Quanto
ao teatro, deixemos para os de teatro. Mas, em cinema,
havemos de concordar que David Mamet nunca foi nada.
No máximo, ele foi o infiel da balança que separava
aqueles que não conseguem distinguir esperteza malvadinha
de real inteligência e sensibilidade, e aqueles que
vêem o filme prestando atenção unicamente na história
contada daqueles que se interessam pela construção visual
da cena e do quadro. Sejamos diretos: jamais houve qualquer
real idéia visual em seu cinema, assim como seu trabalho
com atores é pífio, chamando atenção para si mesmo o
tempo todo e descambando muitas vezes no overacting
mais descarado. Oleanna, incensado por tantos,
talvez seja o melhor exemplo disso: uma peça “polêmica”
que se aproveita de temas ao calor da hora (assédio,
"excessos" do feminismo), vagabundamente adaptada
ao cinema (ou seja, o olhar da câmera sempre omisso
ou neutro), e, claro, o flerte com o profundo. O problema
é que não é com surpresas, viradas de roteiro e mecanismos
narrativos que se chega à verdade da alma. No máximo
se engana alguns ingênuos.
Com Cinturão Vermelho, nem isso.
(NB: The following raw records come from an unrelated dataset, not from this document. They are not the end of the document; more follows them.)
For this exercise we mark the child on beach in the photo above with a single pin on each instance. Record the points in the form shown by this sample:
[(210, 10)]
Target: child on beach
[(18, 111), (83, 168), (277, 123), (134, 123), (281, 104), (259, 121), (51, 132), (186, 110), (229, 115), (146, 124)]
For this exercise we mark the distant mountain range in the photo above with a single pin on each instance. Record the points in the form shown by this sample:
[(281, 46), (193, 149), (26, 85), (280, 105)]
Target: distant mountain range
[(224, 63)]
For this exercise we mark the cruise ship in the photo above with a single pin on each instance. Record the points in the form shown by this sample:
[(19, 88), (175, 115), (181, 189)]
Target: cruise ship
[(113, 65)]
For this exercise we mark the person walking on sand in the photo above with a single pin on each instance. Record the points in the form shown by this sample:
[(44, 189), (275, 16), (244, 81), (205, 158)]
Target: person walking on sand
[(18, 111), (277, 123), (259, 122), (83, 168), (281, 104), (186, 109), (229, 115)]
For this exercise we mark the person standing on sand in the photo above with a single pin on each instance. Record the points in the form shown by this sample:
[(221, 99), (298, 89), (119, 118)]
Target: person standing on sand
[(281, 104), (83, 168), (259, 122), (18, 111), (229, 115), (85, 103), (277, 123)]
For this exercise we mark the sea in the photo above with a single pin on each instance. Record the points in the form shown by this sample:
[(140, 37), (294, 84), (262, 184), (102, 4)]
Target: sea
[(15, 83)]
É claramente
um frankenstein, um filme de kickboxer, oops, de jiu-jitsu,
com o "toque" Mamet, ou seja, envergonhado
de ser vagabundo e comercial, cheio de deixas roteirísticas
que reaparecerão de forma insuspeita e detalhes que
rearranjarão a história mais à frente. O rebuscamento
rococó do roteiro contraria ridiculamente a trama, que
defende a simplicidade e a honra de um instrutor de
jiu-jitsu contra os crocodilos (praticamente todo o
resto do filme, de sua mulher aos organizadores de torneios
de luta) que só pensam em faturar passando por cima
das crenças e ideais dos outros. Não é só um caso de
contradição entre construção e relato, é a descrença
completa na história sendo contada que essa disritmia
ocasiona. Por momentos, a história exagera tanto no
peso da responsabilidade carregada pelo herói, quando
um de seus alunos se suicida e a esposa viúva o pune
pelo ato, que passa por nossa cabeça a possibilidade
de uma paródia auto-consentida. Ou simplesmente de algo
tão mal feito e mesquinho que nem vale a pena se aprofundar,
sob o risco de ser tragado na besteira retórica (verdadeiro
terreno desse Cinturão).
O engraçado é que aqueles que esperam um filme de luta
não verão luta, apenas jogos psicológicos orquestrados
maliciosamente para aterrar a sensibilidade do espectador;
aqueles que querem um filme de David Mamet se sentirão
enojados pelo aspecto popularesco da intriga (o que
é, err, bem-feito; aliás, quem mandou?); e aqueles que
esperam ver Rodrigo Santoro e Alice Braga despontando
nas telas americanas receberão apenas pontas de luxo
e, no caso do ator, alguns momentos de completa vergonha
alheia. Em suma, ainda que jamais se esperasse coisa
alguma de Mamet sob o ponto de vista da mise-en-scène,
até em seus próprios domínios Cinturão Vermelho
não é nada mais, nada menos que um desastre.